2. Lo strumento del reclamo.
L'articolo 703, co. 3, c.p.c. prevede espressamente che l'ordinanza che chiude la fase sommaria del procedimento possessorio è reclamabile ai sensi dell'articolo 669 terdecies c.p.c., sia essa di accoglimento o di rigetto.
Il reclamo è disciplinato dalla norma sul processo cautelare uniforme e costituisce l'unico rimedio esperibile contro l'ordinanza sommaria.
Trattasi di un mezzo di impugnazione a critica libera di natura devolutiva-sostitutiva e ciò in considerazione della tipologia dei provvedimenti che il giudice può pronunciare, tenuto altresì conto del divieto della rimessione al primo giudice.
3. Nel merito. L'oggetto della domanda possessoria, le difese delle parti ed il contenuto del reclamo
3.1. Come evidenziato dall'ordinanza emessa dal giudice di prime cure, la lesione possessoria oggetto della richiesta reintegrazione ha avuto ad oggetto il possesso del fondo sul quale insiste la stradella, in ipotesi, ampliata.

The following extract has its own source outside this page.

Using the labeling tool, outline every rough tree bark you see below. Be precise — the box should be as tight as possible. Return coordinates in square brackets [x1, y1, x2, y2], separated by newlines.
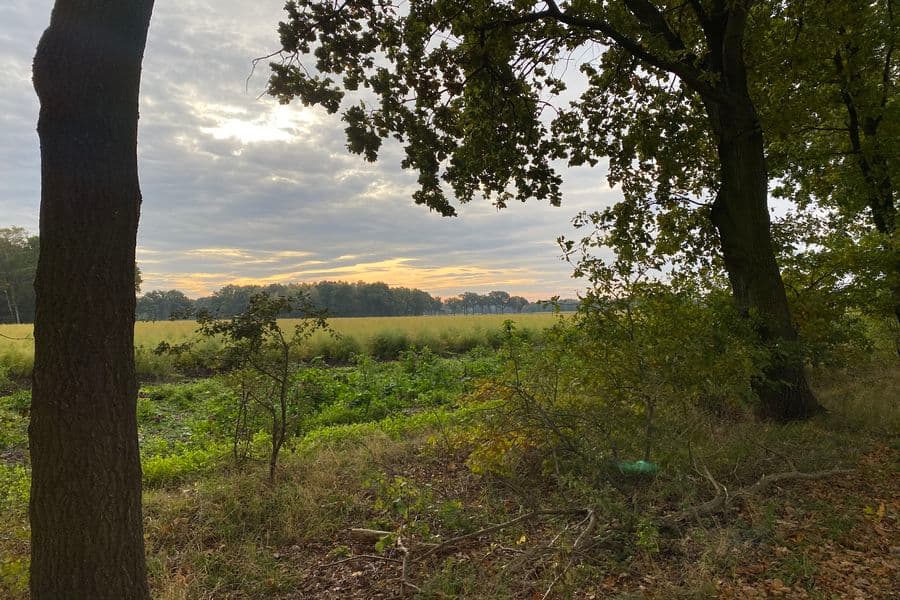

Contrariamente a quanto assunto nel reclamo proposto, dunque, in alcuna parte del ricorso introduttivo - né successivamente - l'allora ricorrente ha assunto di agire a difesa del possesso esclusivo della stradella.

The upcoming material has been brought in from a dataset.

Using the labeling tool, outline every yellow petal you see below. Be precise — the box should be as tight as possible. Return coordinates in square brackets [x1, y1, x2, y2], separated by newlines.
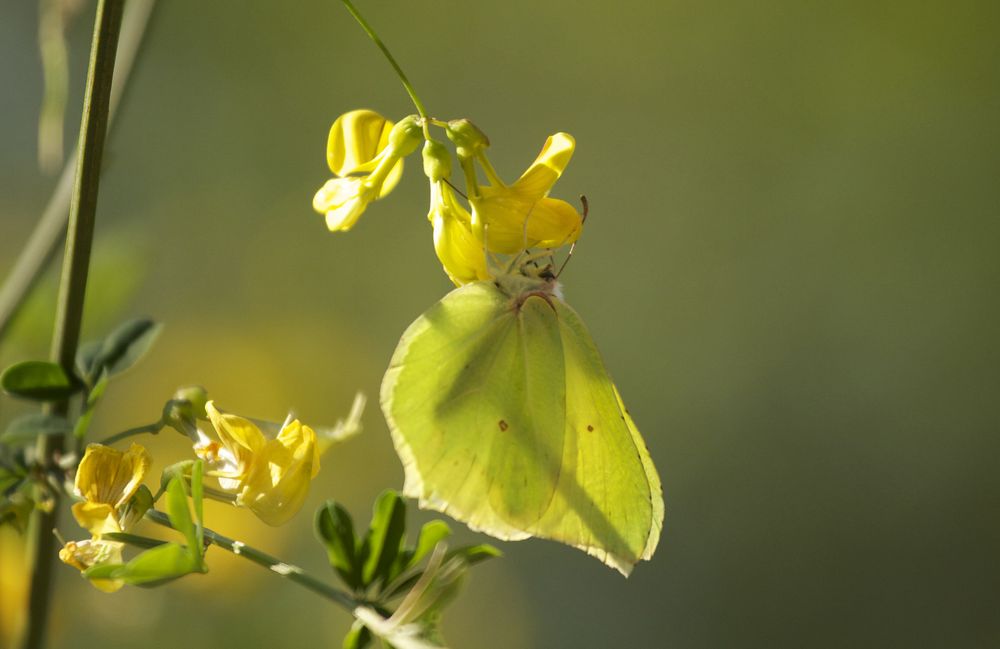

La questione, quindi, non attiene all'uso della stradella, ma al suo ampliamento, il quale, correlativamente, ha inciso sulla preesistente consistenza del fondo, il quale costeggia la stradella da entrambi i lati.
Così intesa la domanda, il giudice di prime cure ha, in modo condivisibile, ricondotto la fattispecie all'azione di reintegrazione, atteso che la lesione possessoria si è concretizzata nella materiale alterazione del bene oggetto del possesso. Ed infatti, secondo la consolidata giurisprudenza, “in tema di azioni possessorie, la distinzione tra spoglio e molestia riguarda la natura dell'aggressione all'altrui possesso, nel senso che il primo incide direttamente sulla cosa che ne costituisce l'oggetto, sottraendola in tutto o in parte alla disponibilità del possessore, mentre la seconda si rivolge contro l'attività di godimento di quest'ultimo, disturbandone il pacifico esercizio, ovvero rendendolo disagevole e scomodo, e non già in una diversa” (arg. da Cass. n. 19586 del 30/09/2016). Identificato il bene per il quale è stata richiesta tutela, alcuna specifica controversia è sorta, poi, sull'identificazione dell'attività materiale integrante lo spoglio e consistente nell'ampliamento della sede stradale, avvenuta la mattina del giorno 7/7/2023, con diretta incidenza sull'estensione del fondo del ricorrente, unitamente alla rimozione dei c.d. “solchi caccia acqua”, realizzati per regimentare le acque meteoriche.
3.2. In ragione della riscontrata assenza di contestazioni tanto sul possesso del bene, quanto sull'esistenza della condotta lesiva, il giudice di prime cure ha accolto la domanda possessoria. A tal fine, in particolare, il giudicante ha evidenziato i singoli passaggi dell'atto di costituzione dell'attuale reclamante dai quale emerge: l'esistenza del possesso del fondo da parte di
[...]
; l'alterazione del precedente stato dei luoghi;
l'autore della condotta. Controparte_1
3.3. L'ordinanza reclamata, alla luce di quanto suesposto, va confermata ed il reclamo va rigettato.
Quanto all'articolato atto di reclamo, giova osservare che alcuna delle censure poste è idonea a sovvertire gli argomenti già utilizzati dal giudice che ha emesso l'ordinanza reclamata.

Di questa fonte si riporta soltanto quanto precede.